LittleBig Transforms African Energy Week Content Delivery
From LED walls to live edits, Blackmagic Design underpinned the conference’s production workflow.
African Energy Week (AEW), the African Energy Chamber’s flagship event, has become one of the continent’s most significant gatherings. Established in 2021 with the mission to eradicate energy poverty by 2030, the annual four day conference brings together African energy leaders, global investors and senior policymakers. In 2025, more than 3,000 delegates, including members of parliament and executives from around the world, convened in Cape Town.
Delivering content from an event of this scale, with simultaneous sessions across multiple venues, was a formidable task. Production company LittleBig, with offices in Cape Town, Amsterdam, Cyprus and Dubai, was responsible for the technical production, spanning stage design, capture, streaming, onsite editing and project management.

“We delivered edits of all tracks and sessions at the end of each day, daily highlight reels, as well as social media edits,” said Roland Sweet, founder and CEO of LittleBig. “The objective was to make the information discussed at the conference available to the broader public.”
The production ran eight venues in parallel with 21 camera feeds live for eight hours a day. Each session was captured using a mix of Blackmagic URSA Broadcast G2 and Blackmagic Studio Cameras, all vision mixing using ATEM Television Studio HD8 ISO live production switcher, with vision mixers splitting duties between IMAG projection and streaming. ISO recordings were ingested either directly to a Blackmagic Cloud Store Mini 16TB network storage device via 10 Gb Ethernet or handed off on SSDs to a DIT.
From there, one of seven editors began work immediately in DaVinci Resolve Studio. Completed edits were quality checked, rendered and delivered to the client through a Blackmagic Cloud Store Mini 8TB synced to Dropbox. “Having 10 Gb connectivity and a solid state RAID allowed for multiuser access,” said Deon Smit, technical operations manager at LittleBig. “The Cloud Store provided a central location for editors and photo teams to work from, which was key to achieving same day turnaround.”

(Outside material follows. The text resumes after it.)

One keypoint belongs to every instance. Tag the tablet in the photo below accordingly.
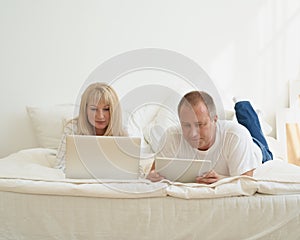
(181, 170)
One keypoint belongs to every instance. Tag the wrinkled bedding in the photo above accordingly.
(31, 171)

To enhance coverage, wireless roaming cameras included the URSA Broadcast G2 with DJI SDR transmission and MiddleThings APC control, and Blackmagic Pocket Cinema Camera 6Ks on the Ronin RS4 Pro gimbal.

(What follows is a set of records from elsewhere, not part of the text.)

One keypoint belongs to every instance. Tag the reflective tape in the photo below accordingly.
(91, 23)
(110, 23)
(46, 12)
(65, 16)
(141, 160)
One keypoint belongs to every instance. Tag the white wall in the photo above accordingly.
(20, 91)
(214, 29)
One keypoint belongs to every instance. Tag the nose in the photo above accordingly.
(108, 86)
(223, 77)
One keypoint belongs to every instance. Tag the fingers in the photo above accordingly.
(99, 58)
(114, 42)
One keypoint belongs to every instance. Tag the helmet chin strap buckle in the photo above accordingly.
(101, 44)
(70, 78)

Incorporating the URSA Broadcast G2 cameras ensured LittleBig retained full camera control, tally and comms. In addition, some venues during AEW needed shots roughly 50 meters from the sensor to the podium for a head and shoulders frame, and the flexibility of B4 lenses made that straightforward. The cameras naturally matched the other Blackmagic cameras on the same stage.
On the AV side, the keynote hall used two large LED walls with similarly sized repeater screens. Breakout rooms each had smaller LED walls. Barco E2 processors handled scaling and custom playback, taking live feeds from the ATEM Television Studio 4K8. The ATEM also fed Dataton media servers for layered content, and Magnimage EC90 processors drove the breakout displays.

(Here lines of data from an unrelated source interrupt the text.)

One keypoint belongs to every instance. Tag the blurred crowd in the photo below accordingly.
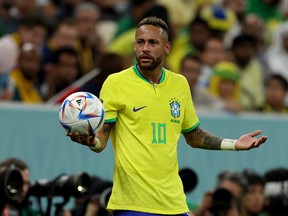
(234, 53)
(235, 193)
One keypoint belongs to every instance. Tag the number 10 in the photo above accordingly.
(159, 133)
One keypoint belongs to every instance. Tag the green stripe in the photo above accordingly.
(110, 120)
(191, 129)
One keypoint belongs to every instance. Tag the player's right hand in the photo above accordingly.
(82, 139)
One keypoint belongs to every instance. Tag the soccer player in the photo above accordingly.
(147, 108)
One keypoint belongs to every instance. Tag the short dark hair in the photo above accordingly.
(243, 39)
(236, 177)
(253, 178)
(280, 78)
(35, 20)
(65, 50)
(18, 163)
(155, 21)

“Reliability was nonnegotiable,” Smit said. “Every camera recorded internally with separate audio backups, FOH equipment ran on UPS, and dual fiber fed the LED walls with redundant processors.”

Facing same day turnarounds on content, Sweet said the decision to standardize on the URSA Broadcast G2 and augment with Blackmagic Studio Cameras came down to simplicity and integration. “We needed to deliver in excess of 35 sessions, ranging from 45 minutes to an hour, before 9 p.m. the same day. Having a camera that gave us flexibility in the lensing, full camera control and direct integration with the rest of the Blackmagic workflow just made sense. We didn’t have time to do a complete color grade on each session, so camera control was a major gain for us in post.”
By the time delegates left the venue each evening, finished edits of every session, plus highlight reels and social content, were already in the client’s hands. What once took weeks took only hours, showing how broadcast and AV workflows converged through Blackmagic Design can transform large scale event production.
Asked how they would justify the spend to finance, the team came back to time and quality. “Standardizing on a Blackmagic end to end setup has shortened setup and made results more consistent across jobs,” Sweet said. “It has also helped keep projects within clients’ budgets, which has strengthened long term relationships, and we have been able to exceed our own ROI expectations.”